Since undo log stores the data before modification, it is equivalent to a previous version. MVCC implements read and write without blocking, and only needs to return the data of the previous version.

5. Skip table, back table

5.1 why

Jump table

A skip table is also a data structure proposed for fast lookup

When we query data in a linked list, the time complexity is O(n), and to solve the efficiency problem, skip tables are created. In essence, it is a multi-level linked list, which increases the redundancy of data in exchange for the time complexity of search, belonging to the idea of space for time. However, it doesn’t actually consume too much space, because only Pointers to nodes are redundant.

Advantages of analysis

  • Compared to red-black trees, skip lists are easy to implement, you can write them out by hand during an interview, and insertion and deletion are not difficult. The sheer amount of spin in red-black trees can be confusing.
  • The data is self-sorted, much like MYSQL’s B+ tree, which is sorted from smallest to largest by default. To take advantage of this is to do a quick range lookup without actually sorting.

Linked list, hop list comparison


The query process

If I were to look for 21 in here

  • Linked list: the process is 3→ 6 → 7 → 9 → 12 → 17 → 19 → 21.
  • The jump table: 6-9-17-21

The main idea of a hop table is to gradually build indexes in this way to speed up searches and inserts. Starting from the top layer, if the key is less than or equal to the key of the next node in the layer, the shift is one bit; If the key is larger, the number of levels is reduced by 1 to continue the comparison. It’s bound to end up on the first floor

Insert the process


Determine the number of layers, K, that the element occupies (by flipping a coin, which is completely random).

And then at Level 1… Level K Inserts elements into the linked list at each Level.

Use the Update array to record the insertion position, again starting from the top layer, find the position of each layer to be inserted, regenerate the number of layers and insert.

Example: insert 119, K = 2

Delete process

Similar to insertion

Back to the table

Let’s take a common example here. We’ve been writing logins since we first touched the code. So how do we set the account and password when we log in?

Small amount of data is good, once the amount of data must be added to the index. The problem is how to build an index!

If you only index an account, you get a back table operation.

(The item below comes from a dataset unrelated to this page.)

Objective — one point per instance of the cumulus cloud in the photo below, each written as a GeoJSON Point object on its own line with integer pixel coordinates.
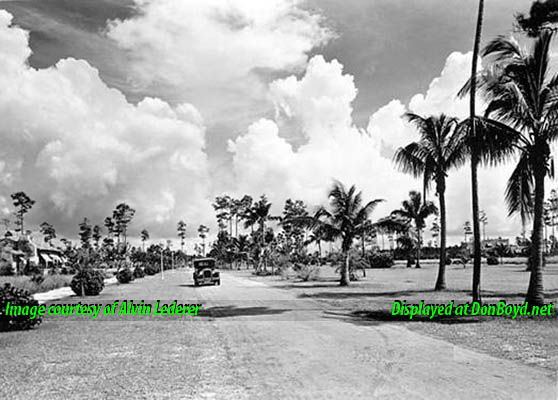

MySQL is a B+ tree. If the account is indexed, the account field becomes a node tree. When we query, we will query the account + password. The password is not on this tree, so you need to go back to the table and look up the password field and piece it together.

5.2 How To Avoid it

Back to the table means adding disk IO overhead, so avoiding back to the table is also a way to optimize MySQL. Or take the example of login, account password belongs to high-frequency query. Create a joint index for the account + password to avoid the table back.

The rest is up to the business scenario. For example, software designer’s official website login. Use is id card + password. Each one is different.